Liddell joined the program in May, while in the detention center. She was released from the detention center in September. For those five months, Liddell showed up at the Western Dairyland offices in Eau Claire to study and eventually receive her high school diploma at age 17 – a year early. Quite a feat for someone who dropped out of school at age 15, Gerberding noted.
Then she applied for college.
“I’m the first person in my family to go to college,” Liddell said with a smile. “I wasn’t so sure of my path a couple months ago. This is a huge milestone.
“I always wanted to go to CVTC. I like helping people.”
Liddell is enrolled in the liberal arts program that leads to a two-year associate degree. Her ultimate goal is to become an addiction specialist.
“You can tell when someone needs help. That’s what I was like,” Liddell said.
Now Liddell believes in herself.
“I realized I’m not that kind of a person anymore,” she said of the person who made bad choices. “I was put on this Earth to help people.”
Gerberding said that’s the most rewarding thing to see in her role at Western Dairyland.
“We see successes here all the time. Our youth are getting their driver’s licenses and graduating high school – those are really big steps in someone’s life,” Gerberding said. “They’re really proud of themselves. I think we’re really lucky because we get to see those successes.”
Paving the path to success
Shayne Gerberding has been the program manager for Western Dairyland’s Chippewa Fresh Start program for less than a year. But even in that time she’s witnessed many uplifting moments.
“When people are with us, half the time is spent building homes. But they’re not just building homes, they’re building those good habits,” Gerberding said. “We are here to teach them to maintain a job for the future.”

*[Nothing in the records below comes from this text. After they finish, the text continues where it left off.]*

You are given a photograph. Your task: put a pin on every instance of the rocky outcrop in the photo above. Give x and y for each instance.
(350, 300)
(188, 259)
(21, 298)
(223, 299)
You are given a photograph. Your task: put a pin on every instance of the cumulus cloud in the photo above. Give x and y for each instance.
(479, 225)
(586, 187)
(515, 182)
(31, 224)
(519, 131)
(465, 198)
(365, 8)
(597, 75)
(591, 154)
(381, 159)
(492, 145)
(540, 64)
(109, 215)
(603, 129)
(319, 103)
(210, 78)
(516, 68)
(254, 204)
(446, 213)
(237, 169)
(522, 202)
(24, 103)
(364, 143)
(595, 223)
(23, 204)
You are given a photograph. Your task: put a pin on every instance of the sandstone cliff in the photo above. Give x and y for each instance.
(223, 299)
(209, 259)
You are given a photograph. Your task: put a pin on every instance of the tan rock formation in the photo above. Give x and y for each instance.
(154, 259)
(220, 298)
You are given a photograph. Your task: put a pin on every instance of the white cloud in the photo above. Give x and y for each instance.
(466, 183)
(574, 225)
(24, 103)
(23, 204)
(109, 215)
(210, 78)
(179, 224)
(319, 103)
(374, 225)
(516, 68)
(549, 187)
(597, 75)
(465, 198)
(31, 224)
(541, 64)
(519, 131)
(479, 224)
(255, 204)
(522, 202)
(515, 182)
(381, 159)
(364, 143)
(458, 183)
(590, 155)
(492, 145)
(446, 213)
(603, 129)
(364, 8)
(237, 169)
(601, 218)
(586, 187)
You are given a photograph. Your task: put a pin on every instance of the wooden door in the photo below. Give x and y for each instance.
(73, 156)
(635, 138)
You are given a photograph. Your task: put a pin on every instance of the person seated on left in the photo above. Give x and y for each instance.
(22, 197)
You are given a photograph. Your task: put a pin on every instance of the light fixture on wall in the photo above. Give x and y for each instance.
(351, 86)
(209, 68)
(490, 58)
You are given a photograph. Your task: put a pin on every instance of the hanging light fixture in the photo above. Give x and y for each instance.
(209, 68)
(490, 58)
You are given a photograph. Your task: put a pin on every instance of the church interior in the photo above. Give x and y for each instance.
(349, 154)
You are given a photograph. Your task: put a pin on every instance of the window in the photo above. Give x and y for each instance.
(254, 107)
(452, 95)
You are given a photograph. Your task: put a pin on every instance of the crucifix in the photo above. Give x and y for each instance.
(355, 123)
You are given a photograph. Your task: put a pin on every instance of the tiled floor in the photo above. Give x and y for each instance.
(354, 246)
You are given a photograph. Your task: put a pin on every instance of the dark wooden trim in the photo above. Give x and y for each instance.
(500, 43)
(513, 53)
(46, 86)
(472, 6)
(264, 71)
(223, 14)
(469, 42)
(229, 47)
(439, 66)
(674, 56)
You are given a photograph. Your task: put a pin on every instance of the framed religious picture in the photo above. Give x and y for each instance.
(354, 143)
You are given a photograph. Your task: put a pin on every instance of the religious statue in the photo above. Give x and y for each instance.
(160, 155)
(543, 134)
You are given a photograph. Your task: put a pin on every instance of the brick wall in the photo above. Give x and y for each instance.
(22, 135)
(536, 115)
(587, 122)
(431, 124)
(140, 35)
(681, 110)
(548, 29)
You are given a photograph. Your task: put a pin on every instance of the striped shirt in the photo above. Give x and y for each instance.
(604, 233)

The Fresh Start program has been helping clients in need of a new path since 1998. Now, the program works with 16- to 24-year-old, at-risk young adults who need employment skills and career direction. Gerberding helps facilitate this by involving the clients in building that new house.

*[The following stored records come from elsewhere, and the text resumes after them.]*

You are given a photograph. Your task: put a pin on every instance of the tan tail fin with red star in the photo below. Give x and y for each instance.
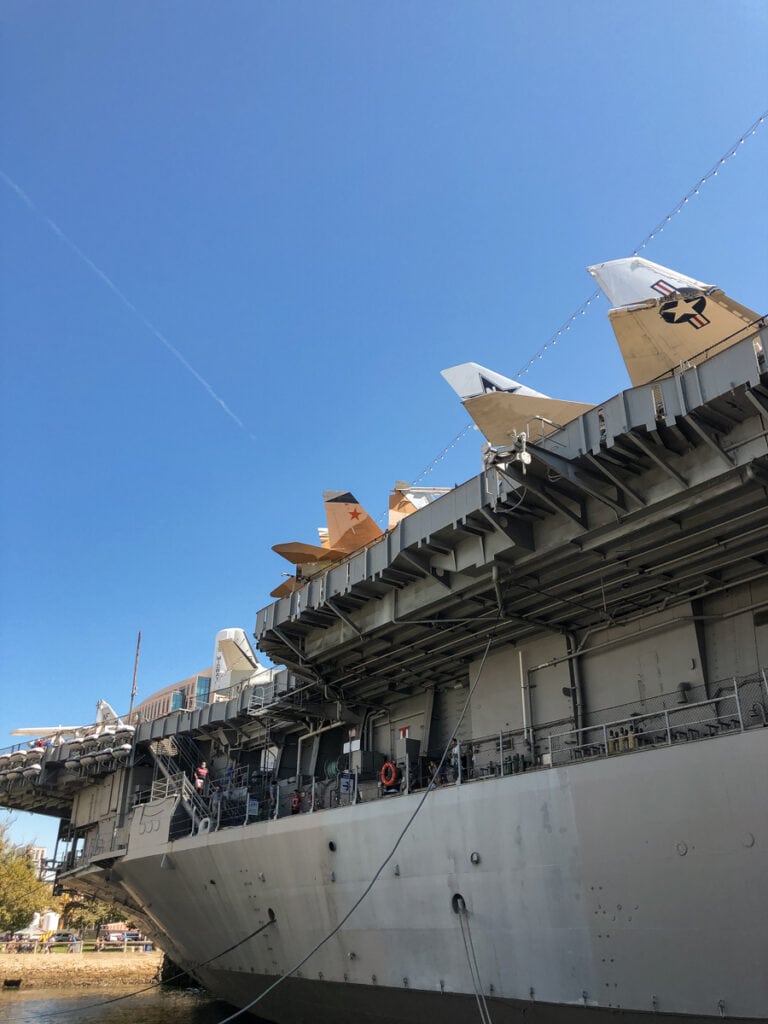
(349, 527)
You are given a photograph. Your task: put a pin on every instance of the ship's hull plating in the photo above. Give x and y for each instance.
(633, 884)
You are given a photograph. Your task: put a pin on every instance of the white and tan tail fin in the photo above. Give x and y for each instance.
(502, 407)
(664, 320)
(407, 498)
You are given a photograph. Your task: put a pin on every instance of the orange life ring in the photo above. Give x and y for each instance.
(389, 773)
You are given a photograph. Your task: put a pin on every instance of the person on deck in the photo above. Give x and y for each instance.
(201, 774)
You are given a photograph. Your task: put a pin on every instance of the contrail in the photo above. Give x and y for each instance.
(126, 302)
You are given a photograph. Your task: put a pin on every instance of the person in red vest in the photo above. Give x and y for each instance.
(201, 774)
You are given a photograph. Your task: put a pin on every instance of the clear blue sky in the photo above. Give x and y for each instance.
(321, 206)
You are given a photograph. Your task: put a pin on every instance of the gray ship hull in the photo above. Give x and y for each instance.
(589, 889)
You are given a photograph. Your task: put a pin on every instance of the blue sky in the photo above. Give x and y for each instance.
(320, 206)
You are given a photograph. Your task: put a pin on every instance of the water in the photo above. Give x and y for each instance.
(93, 1007)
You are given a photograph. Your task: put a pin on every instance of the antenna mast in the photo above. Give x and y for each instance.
(135, 670)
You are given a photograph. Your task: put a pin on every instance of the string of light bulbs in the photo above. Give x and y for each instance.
(565, 327)
(729, 154)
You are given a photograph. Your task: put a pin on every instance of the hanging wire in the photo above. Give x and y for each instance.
(374, 880)
(441, 455)
(729, 154)
(565, 327)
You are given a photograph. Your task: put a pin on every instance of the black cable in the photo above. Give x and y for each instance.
(374, 880)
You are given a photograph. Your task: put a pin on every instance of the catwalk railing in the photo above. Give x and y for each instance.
(689, 714)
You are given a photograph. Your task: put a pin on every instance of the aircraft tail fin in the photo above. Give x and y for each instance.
(502, 407)
(663, 318)
(349, 525)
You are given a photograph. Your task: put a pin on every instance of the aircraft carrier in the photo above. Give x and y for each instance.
(535, 711)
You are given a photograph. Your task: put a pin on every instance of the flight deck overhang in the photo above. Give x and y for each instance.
(655, 497)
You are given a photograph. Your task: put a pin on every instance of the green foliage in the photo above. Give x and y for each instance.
(22, 893)
(86, 913)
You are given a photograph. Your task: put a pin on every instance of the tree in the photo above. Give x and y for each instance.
(22, 893)
(86, 913)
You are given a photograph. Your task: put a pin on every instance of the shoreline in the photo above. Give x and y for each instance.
(104, 970)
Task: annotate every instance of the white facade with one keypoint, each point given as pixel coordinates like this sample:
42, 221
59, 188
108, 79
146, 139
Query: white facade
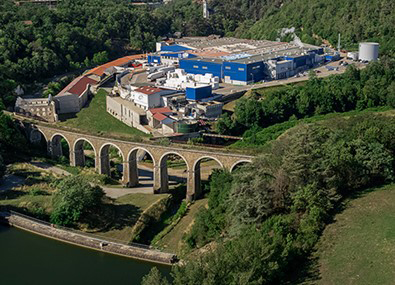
180, 80
126, 112
369, 51
146, 101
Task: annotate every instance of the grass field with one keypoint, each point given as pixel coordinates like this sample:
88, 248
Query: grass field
172, 242
95, 119
232, 105
128, 209
359, 247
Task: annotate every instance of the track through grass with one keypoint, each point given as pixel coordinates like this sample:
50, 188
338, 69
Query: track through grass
359, 247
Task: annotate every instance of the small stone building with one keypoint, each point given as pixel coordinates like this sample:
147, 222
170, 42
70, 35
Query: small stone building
41, 108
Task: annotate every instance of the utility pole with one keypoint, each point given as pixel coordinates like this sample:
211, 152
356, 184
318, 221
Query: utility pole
206, 13
338, 44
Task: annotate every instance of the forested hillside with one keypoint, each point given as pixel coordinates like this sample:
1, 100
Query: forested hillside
313, 20
356, 21
37, 42
264, 220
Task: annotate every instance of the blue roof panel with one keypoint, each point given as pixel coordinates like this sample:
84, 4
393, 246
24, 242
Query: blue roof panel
174, 48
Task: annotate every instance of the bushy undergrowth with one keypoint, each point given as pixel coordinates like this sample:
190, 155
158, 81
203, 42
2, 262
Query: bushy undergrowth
266, 217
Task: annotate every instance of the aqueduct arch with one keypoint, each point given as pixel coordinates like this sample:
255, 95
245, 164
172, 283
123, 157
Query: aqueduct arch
238, 164
197, 176
78, 153
128, 151
104, 159
133, 165
55, 145
163, 169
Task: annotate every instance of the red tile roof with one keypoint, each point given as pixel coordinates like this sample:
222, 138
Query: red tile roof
78, 85
148, 90
160, 110
118, 62
160, 117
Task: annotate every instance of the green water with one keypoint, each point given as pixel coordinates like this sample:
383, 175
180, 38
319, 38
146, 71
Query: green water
29, 259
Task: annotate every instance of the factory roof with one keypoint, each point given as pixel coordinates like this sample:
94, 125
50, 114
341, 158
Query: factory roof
130, 105
78, 86
160, 117
147, 90
162, 110
118, 62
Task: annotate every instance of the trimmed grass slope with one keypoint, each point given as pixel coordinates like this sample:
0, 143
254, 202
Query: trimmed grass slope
95, 119
359, 248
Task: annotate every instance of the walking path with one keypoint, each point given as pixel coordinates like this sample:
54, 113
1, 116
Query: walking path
10, 181
52, 231
145, 179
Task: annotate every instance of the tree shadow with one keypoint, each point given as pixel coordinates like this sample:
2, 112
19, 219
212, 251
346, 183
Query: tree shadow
12, 194
113, 217
125, 216
308, 269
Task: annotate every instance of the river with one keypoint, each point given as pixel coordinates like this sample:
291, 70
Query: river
27, 258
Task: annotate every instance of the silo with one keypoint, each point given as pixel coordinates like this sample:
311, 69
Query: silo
369, 51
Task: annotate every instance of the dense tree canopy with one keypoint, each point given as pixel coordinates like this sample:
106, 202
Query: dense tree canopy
37, 42
74, 200
278, 205
353, 90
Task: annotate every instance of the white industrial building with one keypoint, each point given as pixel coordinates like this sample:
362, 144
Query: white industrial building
369, 51
180, 80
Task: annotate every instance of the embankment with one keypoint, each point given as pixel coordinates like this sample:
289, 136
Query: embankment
51, 231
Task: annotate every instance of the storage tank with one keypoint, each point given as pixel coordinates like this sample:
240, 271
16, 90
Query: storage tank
368, 51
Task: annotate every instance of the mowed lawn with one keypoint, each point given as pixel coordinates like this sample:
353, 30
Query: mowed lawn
359, 247
128, 210
173, 242
95, 120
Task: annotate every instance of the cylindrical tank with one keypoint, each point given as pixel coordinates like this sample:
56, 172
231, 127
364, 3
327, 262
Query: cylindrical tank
368, 51
185, 128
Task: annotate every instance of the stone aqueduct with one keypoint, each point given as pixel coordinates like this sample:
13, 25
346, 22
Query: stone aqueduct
128, 151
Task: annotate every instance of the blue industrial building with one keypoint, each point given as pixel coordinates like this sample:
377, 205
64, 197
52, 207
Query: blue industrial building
198, 93
270, 60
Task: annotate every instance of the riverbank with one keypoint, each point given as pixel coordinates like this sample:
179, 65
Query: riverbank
51, 231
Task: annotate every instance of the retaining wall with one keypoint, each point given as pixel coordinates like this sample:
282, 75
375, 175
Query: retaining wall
51, 231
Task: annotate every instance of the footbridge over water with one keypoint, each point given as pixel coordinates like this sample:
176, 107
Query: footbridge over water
128, 151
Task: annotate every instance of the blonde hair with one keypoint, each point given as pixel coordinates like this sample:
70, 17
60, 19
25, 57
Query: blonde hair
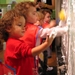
40, 15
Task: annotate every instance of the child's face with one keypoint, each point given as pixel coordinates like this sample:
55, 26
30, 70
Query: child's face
32, 15
18, 28
47, 18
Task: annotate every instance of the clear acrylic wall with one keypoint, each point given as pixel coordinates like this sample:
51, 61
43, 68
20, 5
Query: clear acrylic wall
68, 40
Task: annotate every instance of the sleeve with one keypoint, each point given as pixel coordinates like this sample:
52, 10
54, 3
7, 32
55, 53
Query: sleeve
25, 50
22, 50
55, 31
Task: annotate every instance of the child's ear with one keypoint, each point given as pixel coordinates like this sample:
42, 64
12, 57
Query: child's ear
8, 29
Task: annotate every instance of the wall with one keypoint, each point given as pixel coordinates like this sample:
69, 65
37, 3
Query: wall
10, 1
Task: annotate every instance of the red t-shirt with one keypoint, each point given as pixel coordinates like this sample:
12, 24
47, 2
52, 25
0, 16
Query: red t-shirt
30, 34
45, 25
18, 55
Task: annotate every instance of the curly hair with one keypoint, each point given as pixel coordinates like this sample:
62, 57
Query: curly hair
7, 21
22, 7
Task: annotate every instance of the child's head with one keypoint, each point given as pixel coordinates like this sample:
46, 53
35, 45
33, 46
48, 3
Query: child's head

During the program, clients learn valuable skills, perform community service and prepare for post-secondary education or careers.
Western Dairyland offers education on-site with a teacher on staff who is able to help complete assignments. If they are already done with high school, post-secondary education or career prep is a focus, Gerberding said.
“We connect them with people in the field and help them work on independent living,” she said. “We help them learn how to rent for the first time – things that aren’t necessarily taught in school.”
All the clients earn a daily living allowance of $60 per day. Clients typically complete a 900-hour term, which is eight or nine months in duration. If they complete their hours successfully, they receive an award of $3,000 to put towards their education.
But one of the most rewarding skills that Gerberding helps instill is self-esteem. “When you see that they are proud of themselves, that’s really awesome,” Gerberding said.